5. Grants to New Non-Employee Directors.

     Each Non-Employee Director who, after the Company’s annual meeting of stockholders held in 1994, is elected or appointed to the Board for the first time, and who was not immediately prior to such date serving on the Board of Directors of Alseres Pharmaceuticals, Inc., will, at the time such director is elected or appointed and duly qualified, be granted automatically (the “Automatic Grant Date”) an option to purchase 7,500 Shares.

6. Grants to Employees, Consultants, and Independent Contractors.

     The Board may, in its discretion grant stock options under the Director Plan to any employee, independent contractor or consultant of the Company (each, an “Employee”) or to any Non-Employee Director, and such options will have the terms and conditions set by the Board at the time the option is granted.

7. Option Terms.

     Subject to the limitations prescribed in Sections 4 and 5 above, the options granted under the Plan shall be on the terms stated in subsections 7(a) through (g) below.

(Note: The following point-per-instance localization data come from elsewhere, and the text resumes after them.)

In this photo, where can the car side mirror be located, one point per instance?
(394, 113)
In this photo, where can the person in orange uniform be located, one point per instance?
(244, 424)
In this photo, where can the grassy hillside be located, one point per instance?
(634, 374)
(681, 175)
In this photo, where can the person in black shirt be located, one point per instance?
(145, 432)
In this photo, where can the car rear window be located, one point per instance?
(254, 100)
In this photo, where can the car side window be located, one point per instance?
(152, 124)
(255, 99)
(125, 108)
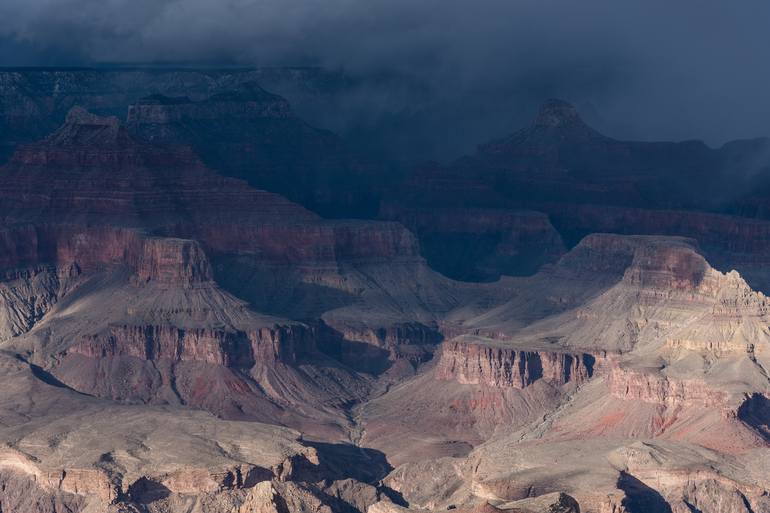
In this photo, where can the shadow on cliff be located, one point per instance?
(755, 412)
(640, 498)
(343, 462)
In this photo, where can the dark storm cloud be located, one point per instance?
(647, 69)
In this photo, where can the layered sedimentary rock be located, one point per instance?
(477, 363)
(586, 182)
(251, 134)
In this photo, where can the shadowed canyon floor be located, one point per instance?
(174, 339)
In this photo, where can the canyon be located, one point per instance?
(208, 305)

     (a) The option exercise price per-share for options granted pursuant to Section 4 of this Plan shall be 20% of the Ten Day Average Value or Mid-Year Ten Day Average Value per Share, as appropriate. The option exercise price per share for options granted pursuant to Section 5 of this Plan shall be 100% of the fair market value of a share of Common Stock on the Automatic Grant Date.

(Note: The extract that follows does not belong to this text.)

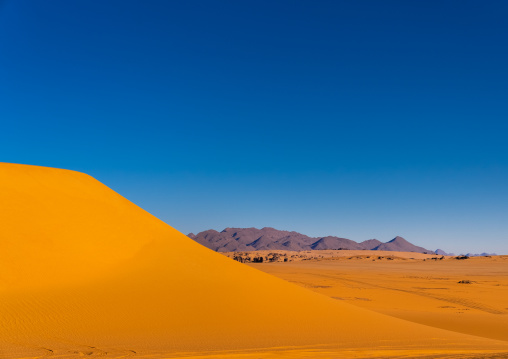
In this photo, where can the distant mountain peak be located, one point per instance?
(268, 238)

     (b) Subject to the provisions herein regarding expiration or termination of options, an option granted pursuant to Section 4 of the Plan shall become exercisable as to 75% of the Shares subject thereto six months after the Retainer Grant Date or Mid-Year Grant Date of the option, as appropriate, and shall become exercisable as to 100% of the Shares subject thereto on the later of six months after the Retainer Grant Date or Mid-Year Grant Date, as appropriate, and December 31 of the year in which the option is granted. Subject to the provisions herein regarding expiration or termination of options, an option granted pursuant to Section 5 of the Plan shall be exercisable as to 20% of the Shares subject thereto on the Automatic Grant Date of the option, and shall become exercisable as to an additional 20% of the Shares subject thereto each of the first, second, third and fourth anniversaries of such Automatic Grant Date. No partial exercise of the option may be for less than 10 full Shares, unless the number of shares so purchased constitutes the total number of shares then purchasable under such option. In no event shall the Company be required to issue fractional Shares.

     (c) Notwithstanding any other provisions of the Plan to the contrary, no option shall be granted later than ten years after the date the Plan is adopted by the Board.

     (d) The option price shall be payable in cash, services rendered, personal property (including Shares having a fair market value equal to the option price), real property, leases of real property or any combination thereof.

     (e) The option shall not be transferable otherwise than by will or the laws of descent and distribution and shall be exercisable, during the optionee’s lifetime, only by such optionee or the optionees Representative (as hereinafter defined).

     (f) The option shall expire ten years after the date of grant, unless an earlier date is fixed by operation of Section 7 hereof.

     (g) Change in Control

     Notwithstanding any other provision of the Plan to the contrary, if, while any options remain outstanding under the Plan, a “Change in Control” of the Company (as defined in this Section 7(g)) shall occur, all options granted under the Plan that are outstanding at the time of such Change in Control shall become immediately exercisable in full, without regard to the years that have elapsed from the date of grant.